Attempting to install from the 8.2-amd64 DVD ISO, burned to disk. I get as far as the sysinstaller main menu, then instantly get the "No disks found!" dialog box when I try to start any of the installs. Alt-F2 and Scroll-Lock get me to what look like probe results, which doesn't seem to have anything about the HDD or DVD, only the 4 removable-media devices, for which media cannot be found (correctly).

Since I can't get the OS running, I don't have the output of *dmesg* to share. Setting the "Debugging" option in the Options Editor doesn't help; the problem has already happened by the time I can turn this option on.

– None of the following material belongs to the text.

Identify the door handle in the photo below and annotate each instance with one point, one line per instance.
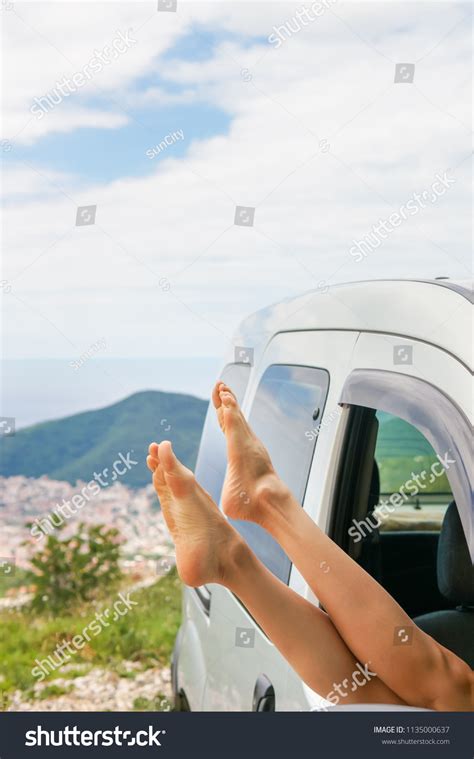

I've tried the "Re-scan Devices" option, which gets me the "Probing devices..." message, which has been showing for about an hour now (please define "a while").

The system is an HP desktop (p6709c), which has an Intel Core i5 2300 (4 cores), 4GB of DRAM, and an "Intel Cougar Point" chipset on its "Cleveland" (Pegatron) M/B. The "Intel Cougar Point" chipset provides the PCI bridge, the USB controller, the ISA bridge, the SMBus and the 6-port SATA AHCI controller.  The disk controller fronts a 1TB HDD and the DVD drive I'm using to boot FreeBSD from physical installation media.

No, it's not the "Cougar Point" chip bug.  The system came with Windows 7, and the first thing I did was reformat the disk and install Fedora 15 on it, which is working fine (but isn't what I need next). Having a working Fedora installation means (to me) my problem isn't broken hardware, and also means I can access the PCI bus and the HDD from another OS.

FreeBSD SVN commit 212193 to the stable-8 source tree back in Sep 2010 suggests this chipset is supported. I'm stumped on what to try next and would appreciate any suggestions...


----------



## murphstein (Jun 26, 2011)

Follow-up info...

The BIOS has the disk set for AHCI (not IDE, not RAID) mode.

The May 2011 FreeBSD 9.0-CURRENT amd64 image installs fine.


----------